Um dos ícones gastronômicos dos anos 80 foi o Deditos, da Nestlé. Os biscoitos em formato de palitinho coberto com chocolate aguçavam o paladar da garotada que até hoje, mais crescidinhos, não dispensam este confort food industrializado. Segundo a assessoria de imprensa da Nestlé, o retorno do biscoito veio atender aos apelos nostálgicos dos fãs, manifestado até em comunidades no Orkut como "Corrente volta Deditos” e “Eu adoro Deditos”. O produto foi citado no Almanaque 80 (Ediouro) como um marco da década. Mantendo o mesmo sabor, ele voltou em 2007 numa embalagem mais moderna, prática e maior. O lançamento foi feito nos mercados da região Sul, Sudeste e Centro-oeste. A notícia da volta do Deditos, agora na versão sabor de infância, se espalhou logo, principalmente no boca a boca (literalmente). Agora, a prateleira dos biscoitos tem mais um motivo para uma visita periódica. É a deliciosa pílula da saudade.

Outro industrializado que saiu de linha, mas não retornou, foi o Mirabel. Há citações na internet definindo o waffle como um marco da engenharia alimentar moderna. “Nunca um biscoito waffle foi tão homogêneo e compacto, tão doce e suave. Sua crocância mesclava-se perfeitamente com sua estabilidade, ao contrário de seus concorrentes que se desmanchavam em um dia de calor. Seu tamanho era perfeito, duas mordidas seguidas de longos segundos de degustação. Até a quantidade era bem pensada, oito por pacote, ideal para dividir com aquela pessoa amada, o "banquete a luz de velas" das paixões dos pátios escolares. Feito com o mais nobre dos chocolates, o mais puro dos waffles e um incrível ingrediente secreto, talvez amor (ou provavelmente um substituto químico). Mirabel é uma utopia, não nasce em árvores pois nem mesmo a louvável mãe natureza seria capaz de combinar tão poucos ingredientes com tamanha perfeição.”, diz o texto Tributo ao Mirabel. O wafle também tem comunidades no Orkut com até 3.500 membros.
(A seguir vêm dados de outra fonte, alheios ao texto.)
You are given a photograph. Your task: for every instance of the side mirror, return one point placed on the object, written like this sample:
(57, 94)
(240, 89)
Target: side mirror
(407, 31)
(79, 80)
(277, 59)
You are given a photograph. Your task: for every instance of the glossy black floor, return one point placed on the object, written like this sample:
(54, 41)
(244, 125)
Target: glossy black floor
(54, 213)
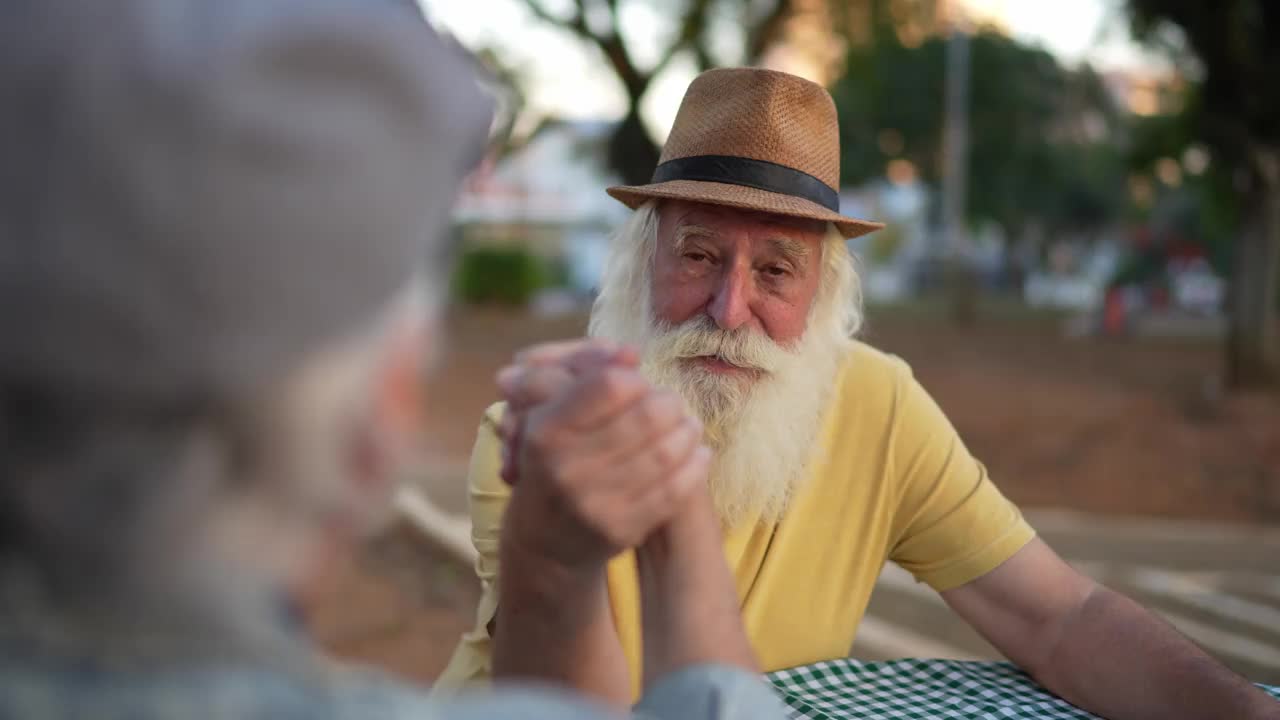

Fabricado pela Adams, foi sucesso entre jovens e crianças da década de 70, 80 e 90, saindo de linha em 2001. Apesar dos protestos, não há possibilidade de retorno. Aliás, os funcionários da empresa nem sequer lembram do biscoito que ficou na memória de uma geração. A atendente do 0800 153045 não sabia do que se tratava. A assessoria de imprensa informou que desconhecia o produto e passou a ligação para o setor de marketing, que só caía numa secretária eletrônica. Parece que o gosto do Mirabel vai ficar só na memória de quem saboreou por três décadas o lanchinho. Disponível ou não no mercado, o confort food industrializado representa as melhores lembraças da infância. E sempre que o assunto "saudade" entra na mesa, a comida - artesanal ou industrial - é o prato principal porque nutre e alimenta a alma.